With that in mind, here they are:


  • Challenge your balance, stability, and coordination often. This could be by balancing on a single leg while you watch tv, it could be doing heavy single leg exercises like split squats or lunges, it could be playing pickleball.

  • Lift heavy. How heavy depends on your level of training, but getting into lower rep ranges with heavier weights has substantial benefits for building power, strength, muscle, and bone density. This doesn’t mean every exercise of every workout needs to be intensely fatiguing, but that you challenge yourself. For me I typically take one set of each exercise to failure or close to failure. 

  • Move fast. Power is the first to go as we age and it’s the hardest to get back. At least once a week try to do some explosive training, either by doing fast interval work on a run or a ride, train plyometrics (jumping), or do specific explosive movements in the gym with a medicine ball or olympic lifts.

  • Get your heart rate up often. Aim to do both high intensity (like sprint intervals or v02max training) and low intensity exercise (like zone 2 steady state) every week with the majority being the latter.

  • Train your joints. Spend time in end ranges of motion, both stretched and acute (within tolerance!). This can be accomplished by modifying regular ‘named’ strength training movements.

  • Don’t neglect your feet and hands. Give the hands and feet as much focus as any other body part (or more). They’re your interface with the world, keep them strong and healthy. This is easier than it sounds, you can either add feet and hand work to your routine (between sets sometimes is a good option) or you can do exercises that specifically challenge your feet and fingers more.

  • Recovery is when adaptation happens.

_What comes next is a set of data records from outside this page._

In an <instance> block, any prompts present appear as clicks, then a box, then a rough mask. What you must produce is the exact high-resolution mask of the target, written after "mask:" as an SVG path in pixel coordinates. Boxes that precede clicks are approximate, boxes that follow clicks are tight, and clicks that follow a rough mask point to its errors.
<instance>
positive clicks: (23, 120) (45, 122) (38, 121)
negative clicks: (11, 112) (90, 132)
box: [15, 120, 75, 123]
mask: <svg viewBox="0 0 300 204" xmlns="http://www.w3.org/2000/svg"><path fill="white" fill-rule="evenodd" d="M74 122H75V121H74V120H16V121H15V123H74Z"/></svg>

Training sends the signal, but rest is when you adapt. If you want to go hard in the gym, by all means, go hard, but make sure you allow yourself more recovery. Better nutrition, more and better sleep, less stress.

  • Progressive overload is how adaptation happens. Only by challenging yourself, for example, by lifting heavier weights, will your body adapt. “If you always do what you did, you’ll always get what you got.”

  • Err on the side of what’s fun. Do the workouts you want to do, do the exercises you want to do, work out with friends or with your favorite podcast. Whatever you need to do to make fitness something you look forward to instead of something you dread.

  • Don’t fix what ain’t broke. Only solve problems as they occur, don’t over optimize. If you are wanting to get stronger and you’re getting stronger then shy away from adding a bunch of unnecessary complications to your routine. Beware influencers and trainers that make things unnecessarily complicated. Even very nuanced adaptations can be achieved without a ton of devices or technology involved. Remember, anything that adds friction between you and your workout isn’t your friend, so if setting up for an exercise takes you ten minutes then maybe think about just using the dumbbells instead.

  • Do fix what is broke! If you have knee, ankle, shoulder pain, by all means, let’s work on a solution. If you’re not getting where you want to go, ie, not getting stronger, not getting faster, not getting improved mobility or sense of well being, then yes, absolutely, let’s try new things. Modify as needed, reduce load, add load! Play around until you find what works for you.